You can’t blame another person for picking up your own bottle, ever. But this precious person has been so dumbed-down and put down over the last 30 years that it makes us sober (non-drinkers) know in our hearts that wine was used to cope with emotions that became unbearable at home, and when this was pointed out to her nearly a year ago, something enormous clicked for her, she put the bottle down, and for the most part, has had no desire to drink. It was an amazing turn-around, in that she didn’t want to feed into HIS sickness anymore, by drinking. Now that she’s sober, if she could see with the same kind of clarity that staying with him with no new boundaries drawn, feeds into his sickness in the same way that alcohol did, well… I don’t need to say that again either. Much like Stockholm Syndrome, abused people either find a way out or find a reason to stay.
Thank you both for your input. This was an awesome AA and Al-A-Non combo meeting, and it’s timing was perfect. I needed it, so thank you. We clearly know our boundaries as supporters, and the best we can do is to love them unconditionally and pray for their Higher Power to become Personal to them, faithfully leading the Way.
My husband and I have been married for 11 years and have 2 young boys.
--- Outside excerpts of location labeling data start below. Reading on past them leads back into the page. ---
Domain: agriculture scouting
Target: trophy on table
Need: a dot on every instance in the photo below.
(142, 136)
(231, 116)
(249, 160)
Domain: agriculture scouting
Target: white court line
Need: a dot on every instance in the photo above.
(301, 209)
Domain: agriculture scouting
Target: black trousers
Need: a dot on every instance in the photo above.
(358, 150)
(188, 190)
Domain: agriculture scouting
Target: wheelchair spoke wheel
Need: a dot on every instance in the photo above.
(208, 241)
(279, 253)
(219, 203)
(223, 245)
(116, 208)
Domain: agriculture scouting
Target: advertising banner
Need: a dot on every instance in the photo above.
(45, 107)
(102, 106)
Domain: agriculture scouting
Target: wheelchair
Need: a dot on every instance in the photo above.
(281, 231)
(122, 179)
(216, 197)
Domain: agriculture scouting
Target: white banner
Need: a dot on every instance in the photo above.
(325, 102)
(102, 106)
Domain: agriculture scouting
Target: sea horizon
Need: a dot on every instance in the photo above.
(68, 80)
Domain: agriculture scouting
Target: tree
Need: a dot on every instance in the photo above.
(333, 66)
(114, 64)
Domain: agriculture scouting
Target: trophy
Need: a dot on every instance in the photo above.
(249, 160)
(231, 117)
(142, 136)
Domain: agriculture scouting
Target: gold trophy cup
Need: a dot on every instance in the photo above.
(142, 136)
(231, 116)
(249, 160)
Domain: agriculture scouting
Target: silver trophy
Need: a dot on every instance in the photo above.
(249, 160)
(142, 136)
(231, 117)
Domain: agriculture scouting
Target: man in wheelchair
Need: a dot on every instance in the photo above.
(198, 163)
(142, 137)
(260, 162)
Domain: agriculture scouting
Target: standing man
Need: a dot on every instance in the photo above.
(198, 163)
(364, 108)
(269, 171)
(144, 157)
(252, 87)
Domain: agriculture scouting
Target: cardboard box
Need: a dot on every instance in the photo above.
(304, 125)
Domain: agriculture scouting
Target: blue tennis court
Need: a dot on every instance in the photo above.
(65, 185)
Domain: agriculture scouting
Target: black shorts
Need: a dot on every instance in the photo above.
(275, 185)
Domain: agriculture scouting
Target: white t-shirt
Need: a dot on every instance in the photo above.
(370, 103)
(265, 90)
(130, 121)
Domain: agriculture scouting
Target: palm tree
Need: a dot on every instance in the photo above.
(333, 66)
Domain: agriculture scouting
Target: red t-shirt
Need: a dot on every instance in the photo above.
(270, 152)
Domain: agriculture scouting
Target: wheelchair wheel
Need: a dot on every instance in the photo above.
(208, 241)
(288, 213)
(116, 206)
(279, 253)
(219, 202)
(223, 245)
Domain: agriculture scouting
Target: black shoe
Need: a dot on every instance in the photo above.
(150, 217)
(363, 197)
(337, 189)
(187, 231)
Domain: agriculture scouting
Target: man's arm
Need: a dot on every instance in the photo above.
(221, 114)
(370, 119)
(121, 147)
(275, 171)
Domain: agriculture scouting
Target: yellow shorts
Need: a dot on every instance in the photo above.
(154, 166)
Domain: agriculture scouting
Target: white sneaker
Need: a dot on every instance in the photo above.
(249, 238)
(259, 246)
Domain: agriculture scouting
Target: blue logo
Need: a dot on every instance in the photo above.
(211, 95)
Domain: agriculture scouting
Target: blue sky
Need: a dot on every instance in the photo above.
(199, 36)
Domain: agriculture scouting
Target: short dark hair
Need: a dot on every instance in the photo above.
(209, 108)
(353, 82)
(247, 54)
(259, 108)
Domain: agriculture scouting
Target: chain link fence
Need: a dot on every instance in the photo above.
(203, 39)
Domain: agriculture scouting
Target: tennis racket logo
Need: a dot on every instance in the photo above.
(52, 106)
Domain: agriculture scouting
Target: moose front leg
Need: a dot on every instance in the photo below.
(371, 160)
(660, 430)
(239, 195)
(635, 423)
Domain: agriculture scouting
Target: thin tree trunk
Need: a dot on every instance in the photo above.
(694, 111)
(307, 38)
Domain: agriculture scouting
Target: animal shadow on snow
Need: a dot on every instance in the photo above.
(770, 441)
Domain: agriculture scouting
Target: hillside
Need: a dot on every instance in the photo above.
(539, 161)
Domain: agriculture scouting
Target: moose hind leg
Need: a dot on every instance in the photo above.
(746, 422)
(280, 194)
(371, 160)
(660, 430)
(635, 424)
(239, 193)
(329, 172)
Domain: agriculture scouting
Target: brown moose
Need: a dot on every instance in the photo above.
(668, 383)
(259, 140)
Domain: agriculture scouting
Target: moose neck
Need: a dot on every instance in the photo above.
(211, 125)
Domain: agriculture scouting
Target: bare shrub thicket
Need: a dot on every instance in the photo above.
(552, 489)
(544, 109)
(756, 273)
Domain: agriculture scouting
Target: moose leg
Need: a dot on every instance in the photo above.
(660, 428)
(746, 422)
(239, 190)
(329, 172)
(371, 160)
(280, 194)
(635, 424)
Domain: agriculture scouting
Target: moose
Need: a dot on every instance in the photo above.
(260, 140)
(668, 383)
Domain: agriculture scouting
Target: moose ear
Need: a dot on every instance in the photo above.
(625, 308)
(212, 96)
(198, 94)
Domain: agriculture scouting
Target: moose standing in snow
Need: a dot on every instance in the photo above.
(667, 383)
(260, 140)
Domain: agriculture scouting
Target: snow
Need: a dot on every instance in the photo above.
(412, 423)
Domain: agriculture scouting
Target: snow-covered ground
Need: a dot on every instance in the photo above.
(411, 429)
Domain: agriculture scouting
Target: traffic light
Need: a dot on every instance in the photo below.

We began our relationship with lots of partying with drinking and drugs. The drugs fell to the wayside once we started our family and the drinking at bars and with friends did as well. However, in the past 5 years, we had both started to finish a bottle of vodka together in one night at least once a week. We would cut down and then end up in the same place. He started getting violent and verbally abusive. I was just sloppy. I finally had enough and went to AA and was sober for three months. My attitude towards drinking completely changed and I felt and still feel, that I can drink moderately and enjoy drinking socially and having a few glasses of wine at home in the evenings. My husband continued to drink excessively and become more angry and violent. I have many ultimatums and he finally hit bottom when I asked for a divorce. Instead, we separated and he promised to get in a program and show me he would fight for his family back. Well, he has been sober for 5 months and is finally back home. I said I would not drink for 30 days to show my support but planned on drinking normally going forward. He relaxed once because he found a be of wine in our pantry, not hidden but also not in his face. He said he found “my stash” and went out and had 3 beers. I felt like that was a clear sign he is not strong in his recovery and he felt like I was hiding and not being honest. We worked through it and agreed I could drink normally but not in his face. I want to add that the program he is in is notAA and they believe that medication that can help you not drink is fine. So along with naltrexone he is also smoking weed and eating edible marijuana wjhich is leagL in our state. Last I feel that despite our agreement that I can drink moderately he looks down on me for not being sober with him. But he gets home after a hard day and smokes. Or at a party or wherever he’d normally drink. But he expects me not to drink. I hate smoking pot so that is not an option. My question is: can I drink or not? Why? I feel resentful that after all the years of abuse and sacrifice I’ve made, now here am am sacrificing again.